[FFmpeg-devel] [PATCH] af_afir: RISC-V V fcmul_add

Mon Nov 13 17:35:35 EET 2023

   Hi,

Le maanantaina 13. marraskuuta 2023, 11.43.01 EET flow gg a écrit :
> Sorry for the long delay in responding.

No problem. Working with T-Head C910 (or C920?) cores is very tedious. I gave 
up on that and switched over to Kendryte K230 (based on C908) now.

> How is the modified patch now?

It looks better, but some minute improvements are still possible.

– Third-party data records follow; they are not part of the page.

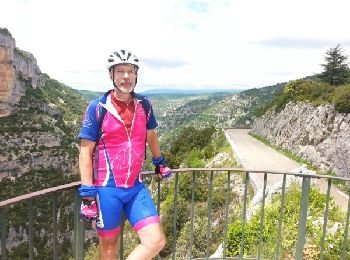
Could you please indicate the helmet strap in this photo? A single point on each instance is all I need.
(116, 86)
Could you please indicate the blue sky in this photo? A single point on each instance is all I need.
(183, 44)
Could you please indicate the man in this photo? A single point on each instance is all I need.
(111, 157)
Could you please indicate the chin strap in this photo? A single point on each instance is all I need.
(116, 86)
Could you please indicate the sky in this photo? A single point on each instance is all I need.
(183, 44)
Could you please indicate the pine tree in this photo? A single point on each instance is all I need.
(336, 70)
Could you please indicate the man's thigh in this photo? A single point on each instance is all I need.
(110, 209)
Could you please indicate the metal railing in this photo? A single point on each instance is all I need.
(79, 230)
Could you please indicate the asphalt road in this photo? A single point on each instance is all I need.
(254, 155)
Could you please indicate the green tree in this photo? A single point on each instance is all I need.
(336, 69)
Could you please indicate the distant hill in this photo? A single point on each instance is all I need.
(166, 91)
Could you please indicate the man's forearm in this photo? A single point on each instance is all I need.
(85, 166)
(153, 143)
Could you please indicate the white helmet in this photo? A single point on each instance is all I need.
(121, 57)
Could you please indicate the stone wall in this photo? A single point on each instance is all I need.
(319, 134)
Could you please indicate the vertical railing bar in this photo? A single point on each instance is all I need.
(325, 219)
(30, 233)
(210, 198)
(158, 197)
(302, 218)
(121, 239)
(54, 223)
(279, 236)
(175, 214)
(345, 241)
(227, 202)
(3, 233)
(79, 229)
(192, 211)
(244, 213)
(262, 217)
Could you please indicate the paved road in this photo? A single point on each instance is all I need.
(252, 154)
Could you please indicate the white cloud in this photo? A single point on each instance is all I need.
(189, 44)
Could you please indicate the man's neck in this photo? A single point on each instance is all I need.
(121, 96)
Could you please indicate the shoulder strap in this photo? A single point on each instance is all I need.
(145, 105)
(101, 115)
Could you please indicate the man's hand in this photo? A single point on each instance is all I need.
(161, 168)
(88, 210)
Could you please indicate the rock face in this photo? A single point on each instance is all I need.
(18, 69)
(320, 134)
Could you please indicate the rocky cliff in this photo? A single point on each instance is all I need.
(38, 117)
(17, 69)
(319, 134)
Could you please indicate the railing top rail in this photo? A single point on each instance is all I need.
(37, 194)
(72, 185)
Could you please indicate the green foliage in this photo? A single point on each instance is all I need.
(336, 69)
(5, 31)
(291, 213)
(315, 93)
(341, 98)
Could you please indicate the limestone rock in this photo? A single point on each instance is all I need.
(319, 134)
(18, 70)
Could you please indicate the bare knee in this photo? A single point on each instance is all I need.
(156, 242)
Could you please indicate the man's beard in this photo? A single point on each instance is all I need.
(126, 89)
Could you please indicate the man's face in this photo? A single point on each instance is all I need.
(124, 77)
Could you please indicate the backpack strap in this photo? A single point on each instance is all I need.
(145, 104)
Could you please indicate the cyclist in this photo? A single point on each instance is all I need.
(110, 161)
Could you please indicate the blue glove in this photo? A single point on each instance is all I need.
(161, 168)
(87, 191)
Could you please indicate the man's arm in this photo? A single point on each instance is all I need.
(153, 143)
(85, 161)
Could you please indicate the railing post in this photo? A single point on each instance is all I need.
(3, 233)
(303, 218)
(227, 204)
(244, 213)
(210, 196)
(262, 215)
(345, 241)
(54, 223)
(30, 232)
(278, 244)
(325, 219)
(193, 190)
(175, 214)
(79, 231)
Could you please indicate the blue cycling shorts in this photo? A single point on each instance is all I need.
(136, 202)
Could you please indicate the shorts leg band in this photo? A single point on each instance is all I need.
(145, 222)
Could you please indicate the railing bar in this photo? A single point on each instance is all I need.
(79, 231)
(345, 241)
(279, 236)
(3, 233)
(303, 218)
(192, 211)
(158, 197)
(325, 219)
(121, 239)
(38, 194)
(175, 214)
(244, 213)
(226, 211)
(54, 222)
(210, 199)
(262, 217)
(30, 232)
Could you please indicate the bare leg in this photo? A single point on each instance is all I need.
(108, 248)
(152, 241)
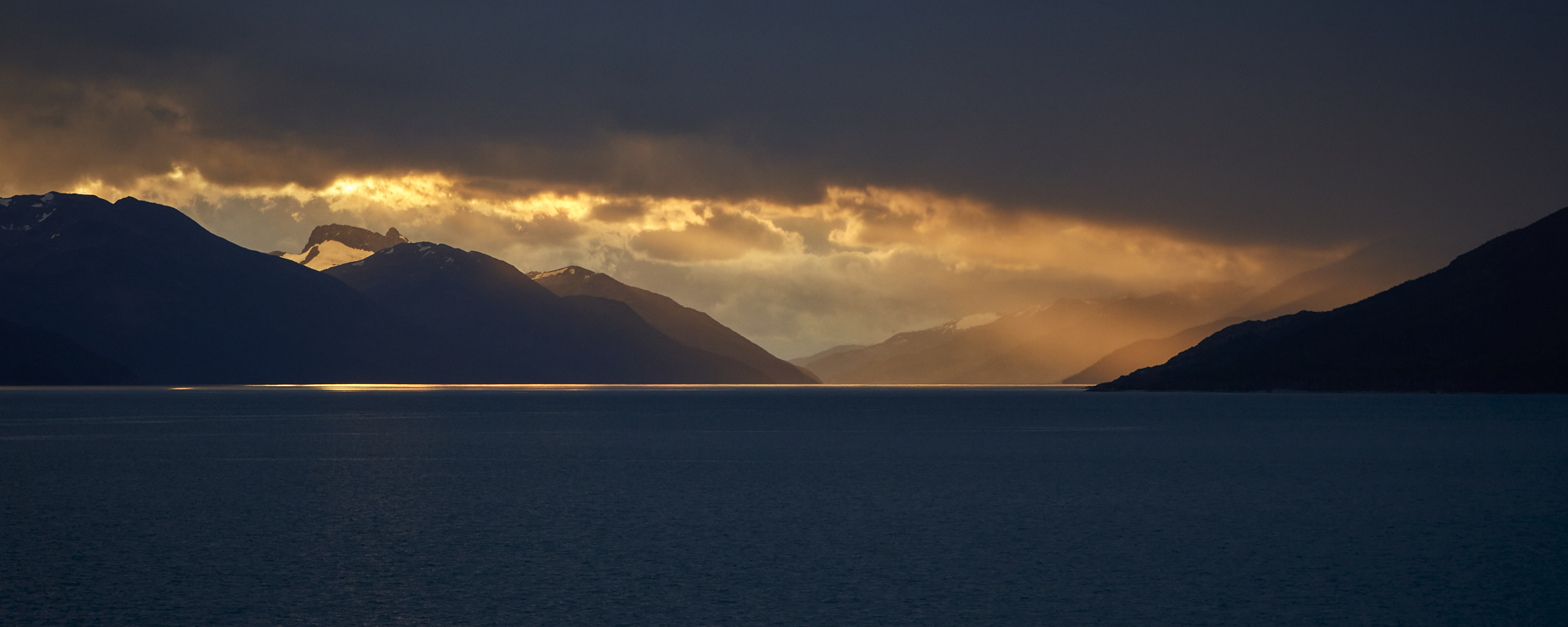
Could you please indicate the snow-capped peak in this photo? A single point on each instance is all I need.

> no longer using register stride(learn from your code) and have switched to
> shNadd instead.
> 
> (using m4 and m2 as they are slightly faster than m8 and m4)
> 
> benchmark:
> fcmul_add_c: 2179
> fcmul_add_rvv_f32: 1652

> diff --git a/libavfilter/af_afirdsp.h b/libavfilter/af_afirdsp.h
> index 4208501393..d2d1e909c1 100644
> --- a/libavfilter/af_afirdsp.h
> +++ b/libavfilter/af_afirdsp.h
> @@ -34,6 +34,7 @@ typedef struct AudioFIRDSPContext {
>  } AudioFIRDSPContext;
> 
>  void ff_afir_init_x86(AudioFIRDSPContext *s);
> +void ff_afir_init_riscv(AudioFIRDSPContext *s);

Nit: please stick to alphabetical order like most similar code.

> 
>  static void fcmul_add_c(float *sum, const float *t, const float *c,
> ptrdiff_t len)
>  {
> @@ -76,6 +77,8 @@ static av_unused void ff_afir_init(AudioFIRDSPContext
> *dsp)
> 
>  #if ARCH_X86
>      ff_afir_init_x86(dsp);
> +#elif ARCH_RISCV
> +    ff_afir_init_riscv(dsp);

Ditto.

>  #endif
>  }
> 
> diff --git a/libavfilter/riscv/Makefile b/libavfilter/riscv/Makefile
> new file mode 100644
> index 0000000000..0b968a9c0d
> --- /dev/null
> +++ b/libavfilter/riscv/Makefile
> @@ -0,0 +1,2 @@
> +OBJS += riscv/af_afir_init.o
> +RVV-OBJS += riscv/af_afir_rvv.o
> diff --git a/libavfilter/riscv/af_afir_init.c
> b/libavfilter/riscv/af_afir_init.c new file mode 100644
> index 0000000000..13df8341e7
> --- /dev/null
> +++ b/libavfilter/riscv/af_afir_init.c
> @@ -0,0 +1,39 @@
> +/*
> + * Copyright (c) 2023 Institue of Software Chinese Academy of Sciences
> (ISCAS).
> + *
> + * This file is part of FFmpeg.
> + *
> + * FFmpeg is free software; you can redistribute it and/or
> + * modify it under the terms of the GNU Lesser General Public
> + * License as published by the Free Software Foundation; either
> + * version 2.1 of the License, or (at your option) any later version.
> + *
> + * FFmpeg is distributed in the hope that it will be useful,
> + * but WITHOUT ANY WARRANTY; without even the implied warranty of
> + * MERCHANTABILITY or FITNESS FOR A PARTICULAR PURPOSE.  See the GNU
> + * Lesser General Public License for more details.
> + *
> + * You should have received a copy of the GNU Lesser General Public
> + * License along with FFmpeg; if not, write to the Free Software
> + * Foundation, Inc., 51 Franklin Street, Fifth Floor, Boston, MA 02110-1301
> USA
> + */
> +
> +#include <stdint.h>
> +
> +#include "config.h"
> +#include "libavutil/attributes.h"
> +#include "libavutil/cpu.h"
> +#include "libavfilter/af_afirdsp.h"
> +
> +void ff_fcmul_add_rvv(float *sum, const float *t, const float *c,
> +                       ptrdiff_t len);
> +
> +av_cold void ff_afir_init_riscv(AudioFIRDSPContext *s)
> +{
> +#if HAVE_RVV
> +    int flags = av_get_cpu_flags();
> +
> +    if (flags & AV_CPU_FLAG_RVV_F32)

You need to check for Zba as well here. I doubt that we'll see hardware with V 
and without Zba in real life, but for the sake of correctness...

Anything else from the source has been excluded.